La jeune fille avait pâli légèrement ; elle demanda :
— Je croyais que ce monsieur était officier de marine ?
— Il est en congé, un congé de trois ans qui lui permet précisément de se livrer à son singulier commerce.
— Et vous dites qu’il est à la recherche de la grosse dot ?
— Oui, miss, une affaire comme une autre, et Maroussia étant jeune, riche, très riche même, vous comprenez…
— Il n’a pas eu de succès près d’elle comme prétendant ? demanda Robert. Cette jeune Russe est donc inconsolable !
— Vous avez dit le mot, cher monsieur.
— Et elle a raison de l’être, fit Maggy d’un ton pénétré, si pareil malheur m’arrivait, rien ne me ferait plus quitter le deuil.
Robert sentit son cœur battre avec violence devant cette affirmation passionnée. Cette phrase dite simplement, mais nettement, lui révélait une Maggy si différente de l’Américaine des affaires et des trusts, qu’il eût voulu se jeter à ses genoux pour lui dire l’intime et profonde joie dont il se sentait inondé.

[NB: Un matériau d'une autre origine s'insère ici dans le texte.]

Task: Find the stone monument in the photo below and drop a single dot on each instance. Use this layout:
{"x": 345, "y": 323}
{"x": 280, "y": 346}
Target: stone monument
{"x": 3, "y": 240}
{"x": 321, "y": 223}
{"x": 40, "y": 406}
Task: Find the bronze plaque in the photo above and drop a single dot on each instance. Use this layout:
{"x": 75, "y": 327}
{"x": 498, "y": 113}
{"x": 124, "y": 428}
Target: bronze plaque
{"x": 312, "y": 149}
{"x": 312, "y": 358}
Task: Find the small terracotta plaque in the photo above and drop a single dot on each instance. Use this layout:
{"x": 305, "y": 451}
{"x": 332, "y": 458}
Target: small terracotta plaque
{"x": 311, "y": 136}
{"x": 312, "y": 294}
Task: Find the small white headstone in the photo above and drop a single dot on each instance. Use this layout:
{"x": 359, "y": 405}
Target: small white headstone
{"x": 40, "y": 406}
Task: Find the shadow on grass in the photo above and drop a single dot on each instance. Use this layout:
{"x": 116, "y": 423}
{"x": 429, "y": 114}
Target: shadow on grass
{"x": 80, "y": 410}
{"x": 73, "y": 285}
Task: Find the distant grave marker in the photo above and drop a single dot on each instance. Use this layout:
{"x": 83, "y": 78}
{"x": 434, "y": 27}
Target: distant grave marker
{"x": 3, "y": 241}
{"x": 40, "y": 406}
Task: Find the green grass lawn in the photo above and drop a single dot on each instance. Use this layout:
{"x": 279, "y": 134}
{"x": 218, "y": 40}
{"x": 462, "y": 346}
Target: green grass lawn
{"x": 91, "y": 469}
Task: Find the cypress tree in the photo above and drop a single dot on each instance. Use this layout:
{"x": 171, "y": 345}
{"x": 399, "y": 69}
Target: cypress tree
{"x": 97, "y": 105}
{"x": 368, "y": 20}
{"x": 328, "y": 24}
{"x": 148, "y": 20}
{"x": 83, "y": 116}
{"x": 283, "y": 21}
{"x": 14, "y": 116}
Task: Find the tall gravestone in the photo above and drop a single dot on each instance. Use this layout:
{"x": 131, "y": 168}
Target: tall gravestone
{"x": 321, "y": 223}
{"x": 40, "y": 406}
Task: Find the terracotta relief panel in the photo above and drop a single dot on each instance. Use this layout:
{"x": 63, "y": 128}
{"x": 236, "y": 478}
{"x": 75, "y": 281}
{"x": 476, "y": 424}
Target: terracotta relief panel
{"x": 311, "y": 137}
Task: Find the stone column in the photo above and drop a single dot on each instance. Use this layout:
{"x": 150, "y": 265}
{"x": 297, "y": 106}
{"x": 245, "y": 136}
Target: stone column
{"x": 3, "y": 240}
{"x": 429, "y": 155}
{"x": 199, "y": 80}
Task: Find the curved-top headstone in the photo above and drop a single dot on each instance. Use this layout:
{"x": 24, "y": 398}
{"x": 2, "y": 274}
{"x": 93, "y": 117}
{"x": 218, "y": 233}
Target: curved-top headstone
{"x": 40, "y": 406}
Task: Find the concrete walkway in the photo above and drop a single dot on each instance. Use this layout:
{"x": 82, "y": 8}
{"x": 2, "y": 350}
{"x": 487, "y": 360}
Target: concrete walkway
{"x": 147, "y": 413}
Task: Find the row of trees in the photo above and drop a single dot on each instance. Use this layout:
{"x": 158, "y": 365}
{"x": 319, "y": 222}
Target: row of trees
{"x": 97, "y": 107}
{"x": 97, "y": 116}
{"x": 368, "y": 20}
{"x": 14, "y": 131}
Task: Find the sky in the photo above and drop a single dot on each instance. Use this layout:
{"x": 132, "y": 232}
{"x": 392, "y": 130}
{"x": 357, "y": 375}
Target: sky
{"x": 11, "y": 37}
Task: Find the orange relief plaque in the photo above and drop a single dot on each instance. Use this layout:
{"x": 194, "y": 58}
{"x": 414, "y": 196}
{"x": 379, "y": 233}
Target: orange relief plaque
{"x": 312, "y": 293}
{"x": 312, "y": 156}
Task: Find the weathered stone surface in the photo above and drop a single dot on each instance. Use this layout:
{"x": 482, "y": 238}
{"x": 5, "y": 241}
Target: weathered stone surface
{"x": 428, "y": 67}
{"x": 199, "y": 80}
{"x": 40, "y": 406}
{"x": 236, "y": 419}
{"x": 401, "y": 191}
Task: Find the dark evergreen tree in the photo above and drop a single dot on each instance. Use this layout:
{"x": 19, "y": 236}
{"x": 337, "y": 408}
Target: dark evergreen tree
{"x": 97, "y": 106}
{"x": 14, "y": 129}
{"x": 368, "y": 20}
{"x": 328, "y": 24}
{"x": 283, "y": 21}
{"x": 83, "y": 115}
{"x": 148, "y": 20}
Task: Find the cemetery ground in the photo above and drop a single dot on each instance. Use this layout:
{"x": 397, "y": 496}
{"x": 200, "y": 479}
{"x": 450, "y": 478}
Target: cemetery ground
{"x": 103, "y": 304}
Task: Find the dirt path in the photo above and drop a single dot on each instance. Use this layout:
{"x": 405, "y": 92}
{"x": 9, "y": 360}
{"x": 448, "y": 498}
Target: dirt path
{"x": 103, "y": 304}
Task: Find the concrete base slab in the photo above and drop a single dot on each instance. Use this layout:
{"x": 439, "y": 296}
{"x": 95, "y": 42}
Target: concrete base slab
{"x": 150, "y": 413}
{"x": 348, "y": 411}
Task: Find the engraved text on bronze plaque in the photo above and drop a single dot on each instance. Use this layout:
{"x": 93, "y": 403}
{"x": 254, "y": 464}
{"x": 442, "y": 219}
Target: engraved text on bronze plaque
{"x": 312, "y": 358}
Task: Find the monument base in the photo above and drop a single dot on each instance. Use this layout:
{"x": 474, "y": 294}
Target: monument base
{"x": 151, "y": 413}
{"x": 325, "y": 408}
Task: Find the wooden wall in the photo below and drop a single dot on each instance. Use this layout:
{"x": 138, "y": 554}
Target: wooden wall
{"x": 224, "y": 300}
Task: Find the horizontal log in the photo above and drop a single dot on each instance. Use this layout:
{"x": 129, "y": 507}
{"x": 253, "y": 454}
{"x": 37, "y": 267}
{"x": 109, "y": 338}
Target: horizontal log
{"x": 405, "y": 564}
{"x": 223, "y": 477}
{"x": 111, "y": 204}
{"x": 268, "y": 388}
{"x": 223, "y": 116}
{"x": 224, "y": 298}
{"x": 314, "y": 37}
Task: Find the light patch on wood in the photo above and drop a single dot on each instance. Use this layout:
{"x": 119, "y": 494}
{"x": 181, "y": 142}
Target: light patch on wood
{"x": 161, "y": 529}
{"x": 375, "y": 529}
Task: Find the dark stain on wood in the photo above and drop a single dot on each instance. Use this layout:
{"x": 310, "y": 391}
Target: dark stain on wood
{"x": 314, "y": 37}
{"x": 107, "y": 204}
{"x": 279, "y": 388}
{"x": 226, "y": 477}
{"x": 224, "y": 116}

Il la remercia d’un regard qui pénétra la jeune fille jusqu’au fond de l’âme, et il allait laisser jaillir de son cœur le mot de tendresse qui compléterait ce regard, lorsque soudain le visage de l’Américaine redevint de marbre.
Robert Hardy se retourna : sir Georges Ewarts s’inclinait profondément devant la jeune fille.
— Miss Wishburn voudra-t-elle me faire la grâce de m’accorder une valse ? dit le lieutenant de vaisseau.
Il s’était exprimé en anglais, avec un certain accent de préciosité.
— Non, monsieur, je ne danse pas ce soir, répondit, en français et sur un ton sec, la jeune Américaine.
— Puis-je espérer alors que j’aurai l’honneur d’être agréé la semaine prochaine au bal de la cour ?
— Pas davantage, je pars jeudi prochain pour Tachkend.
Malgré son flegme, le jeune officier rougit légèrement, salua et se perdit dans la foule.
— Eh bien ! fit la jeune fille, je connais ce regard-là : ce monsieur a des yeux qui cherchent la dot et ne voient pas la femme…
« M. Dimoff, ajouta-t-elle, en regardant son fiancé, je suis lasse de tout ce monde de convention, ramenez-nous dans votre serre. Je veux revoir vos lilas blancs !…
4 Domestique qui remplit l’emploi jadis dévolu aux Suisses dans la France des XVIIe et XVIIIe siècles.
5 Lire Ordre du Tsar, du même auteur.